The TUC’s PensionsWatch survey has revealed major disparities between directors’ pensions and those of other employees, says Tynan Barton

The issue of fairness around pensions provision within organisations came to the fore last month with the publication of the Trades Union Congress’ (TUC’s) ninth PensionsWatch survey.

It found that the average defined benefit (DB) pension pot for directors in FTSE 100 companies is £3.91 million, providing an average annual pension of £224,121. But it is generally accepted that directors are well paid and therefore accrue bigger pensions, so are these figures surprising? James Biggs, head of corporate pensions, workplace savings, at Lorica Employee Benefits, said: “A pension should only be a by-product of earnings, and therefore it does imply that those guys’ earnings have been excessively higher than for normal employees.”

The TUC also found that the most common accrual rate for directors is 1/30th, compared with typical rates of 1/60th to 1/80th for other staff. Tom Powdrill, spokesman for research and advisory consultancy Pirc, said: “We expect the people who run our companies to be well paid. Equally, because they have larger salaries, they are going to accrue larger pensions, or get bigger contributions as a percentage of salary. But there is no obvious reason why they should get this turbo charge as well, a rapid accrual rate in a DB scheme or a much higher contribution in a defined contribution (DC) scheme.”

Powdrill said company shareholders look for performance linkage in executive remuneration. They want to ensure directors’ reward is linked to the organisation’s performance. “In terms of pension provision, there is not much performance linkage, so it does not make sense to have more generous terms for directors than for other staff.”

Appropriate reward

Part of the issue is appropriate reward for different categories of staff, said David Marlow, development manager at Creative Benefits. “If an organisation needs to recruit someone, these are the sorts of benefit it needs to provide, and if that is the competitiveness of the market it operates in, you can see why it would make those available. But it is not going to resonate well with the bulk of the people.”

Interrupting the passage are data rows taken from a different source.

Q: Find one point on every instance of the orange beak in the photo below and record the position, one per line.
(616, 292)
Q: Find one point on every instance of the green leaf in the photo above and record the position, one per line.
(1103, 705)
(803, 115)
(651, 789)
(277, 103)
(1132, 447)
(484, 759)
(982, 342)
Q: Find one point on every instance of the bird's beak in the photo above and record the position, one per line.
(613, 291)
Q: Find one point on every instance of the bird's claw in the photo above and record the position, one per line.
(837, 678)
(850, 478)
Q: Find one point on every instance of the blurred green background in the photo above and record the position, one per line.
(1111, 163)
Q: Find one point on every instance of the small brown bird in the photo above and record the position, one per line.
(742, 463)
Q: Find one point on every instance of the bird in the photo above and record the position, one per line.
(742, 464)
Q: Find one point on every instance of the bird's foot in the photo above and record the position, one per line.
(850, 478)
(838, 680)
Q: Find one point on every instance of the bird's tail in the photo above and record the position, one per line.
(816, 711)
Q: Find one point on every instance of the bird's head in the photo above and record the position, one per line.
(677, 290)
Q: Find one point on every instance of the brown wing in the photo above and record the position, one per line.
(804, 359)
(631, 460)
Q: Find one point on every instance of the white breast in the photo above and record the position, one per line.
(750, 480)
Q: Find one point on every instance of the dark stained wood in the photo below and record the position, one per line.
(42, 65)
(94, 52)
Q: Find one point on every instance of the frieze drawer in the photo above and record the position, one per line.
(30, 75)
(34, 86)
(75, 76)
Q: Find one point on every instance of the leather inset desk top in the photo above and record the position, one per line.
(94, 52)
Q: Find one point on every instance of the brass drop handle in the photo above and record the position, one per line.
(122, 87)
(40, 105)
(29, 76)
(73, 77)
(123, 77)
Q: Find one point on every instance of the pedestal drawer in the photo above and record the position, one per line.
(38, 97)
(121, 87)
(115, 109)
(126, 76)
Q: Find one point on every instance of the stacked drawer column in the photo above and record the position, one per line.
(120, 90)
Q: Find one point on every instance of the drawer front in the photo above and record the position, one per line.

Providing different benefits for different groups within an organisation is common practice, but the TUC’s figures highlight startling disparities in pension provision. Nicola Smith, head of economics and social affairs at the TUC, said: “What might be surprising for many employees is the proportion of directors that are in DB schemes, 58%, far higher than staff in general. The contribution rates that directors in DC schemes receive from their employers average 22%, again far above the average for most employees. Our view is that employees and directors should be in the same pension scheme. We see no reason for providing directors with superior benefits.”

The cost of keeping a DB scheme open to future accrual may also impact on the profitability of a business when many organisations have recovery plans in place for these schemes. Keeping a DB scheme open can be a huge additional cost that could lead to less profit, which, in turn, can affect pay rises and bonuses for ordinary staff. “This will, ultimately, impact on their own pensions because they will have less disposable cash,” said Biggs.

Powdrill concludes that although there is a degree of transparency over directors’ pensions, more is needed. “I am certain that if it was disclosed in an easily understandable format, there would be pressure from within organisations, from other stakeholders, for bringing these things into line,” he said. “Our view is that people are relatively grown up about the need to pay people a lot of money to run organisations, but when you have one rule for one group and one rule for another, you understand why that might annoy people.”